Она покачала головой. Это могло означать, что она неправильно выразилась, что я ее не так понял или что она не хочет об этом говорить. Она выглянула в окошко. Мы слышали, как Кнут энергично рубит дрова.
– По словам того мужчины, тебя зовут Юн, а не Ульф.
– А ты когда-нибудь верила, что меня зовут Ульф?
– Нет.
– И все же послала его в неверном направлении. Ты соврала. Что об этом сказано в твоем Писании?
Лея кивнула в ту сторону, откуда доносились удары:
– Он говорит, что мы должны позаботиться о тебе. В Писании об этом тоже говорится.
Какое-то время мы сидели молча. Мои руки лежали на столе, ее – на коленях.
– Спасибо, что занялся Кнутом на поминках.
– Не за что. Как он справляется?
– На самом деле неплохо.
– А ты?
Она пожала плечами:
– Мы, женщины, всегда справляемся.
Звук рубки стих.

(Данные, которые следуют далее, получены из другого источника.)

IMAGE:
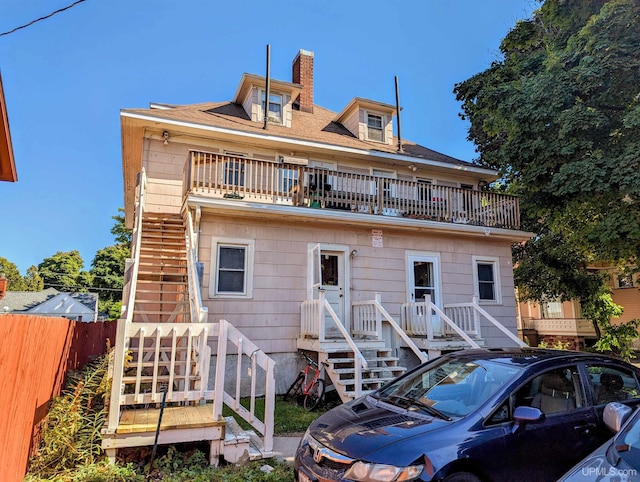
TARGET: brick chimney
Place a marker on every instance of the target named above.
(302, 73)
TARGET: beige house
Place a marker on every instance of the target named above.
(556, 320)
(302, 229)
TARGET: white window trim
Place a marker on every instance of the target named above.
(383, 122)
(249, 267)
(262, 109)
(497, 280)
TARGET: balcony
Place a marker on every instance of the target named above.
(577, 327)
(254, 180)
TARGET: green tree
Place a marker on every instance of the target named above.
(32, 280)
(63, 271)
(12, 273)
(559, 117)
(107, 268)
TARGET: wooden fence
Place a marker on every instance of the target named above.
(35, 354)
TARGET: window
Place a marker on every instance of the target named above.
(555, 391)
(275, 107)
(552, 308)
(486, 279)
(624, 281)
(374, 128)
(612, 384)
(232, 268)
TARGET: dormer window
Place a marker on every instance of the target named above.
(275, 107)
(375, 131)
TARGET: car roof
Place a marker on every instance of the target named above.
(528, 356)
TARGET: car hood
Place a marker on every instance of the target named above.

Скоро мальчик вернется. Лея снова посмотрела на меня. Глаза ее обрели такой цвет, какого я никогда не видел. Она сверлила меня взглядом.
– Я передумала, Ульф. Я хочу знать, от чего ты бежишь.
– Твоя первая мысль по этому поводу была умнее.
– Рассказывай.
– Зачем?
– Затем, что, по-моему, ты хороший человек. А хорошему человеку грехи всегда отпускаются.
– А если ты ошибаешься, если я не хороший человек? Тогда я сгорю в твоем аду?
Это прозвучало злее, чем мне хотелось.
– Я не ошибаюсь, Ульф, потому что я тебя вижу. Я тебя вижу.
Я сделал глубокий вдох. Пока еще я не знал, смогут ли слова политься у меня изо рта. Я смотрел в ее глаза, синие, как море под тобой, когда тебе десять лет, и ты стоишь на вершине скалы, и все твое существо хочет прыгнуть, кроме ног, которые не шевелятся.
– У меня была работа: требовать долги за наркотики и убивать людей, – услышал я собственный голос. – Я украл деньги у своего работодателя, и теперь он за мной охотится. А еще я втянул во все это Кнута, твоего десятилетнего сына. Я плачу ему за то, что он шпионит для меня. Точнее, даже не так. Он получит плату, только если доложит о чем-то подозрительном. Например, если он увидит людей, которые без раздумий убьют мальчика, коли потребуется. – Я вынул сигарету из пачки. – Ну, как теперь обстоят дела с прощением?
Она открыла рот одновременно с тем, как Кнут распахнул дверь.
– Вот, – сказал он, опуская дрова на пол перед печью. – Теперь я проголодался.
Лея смотрела на меня.
– У меня есть рыбные фрикадельки в банках, – сказал я.
– Эх, – ответил Кнут, – может, лучше поедим свежей трески?
– Боюсь, у меня здесь ее нет.
– Здесь нет. А в море есть. Мы поедем и наловим. Можно, мама?
– Сейчас середина ночи, – тихо сказала она, по-прежнему не отводя от меня глаз.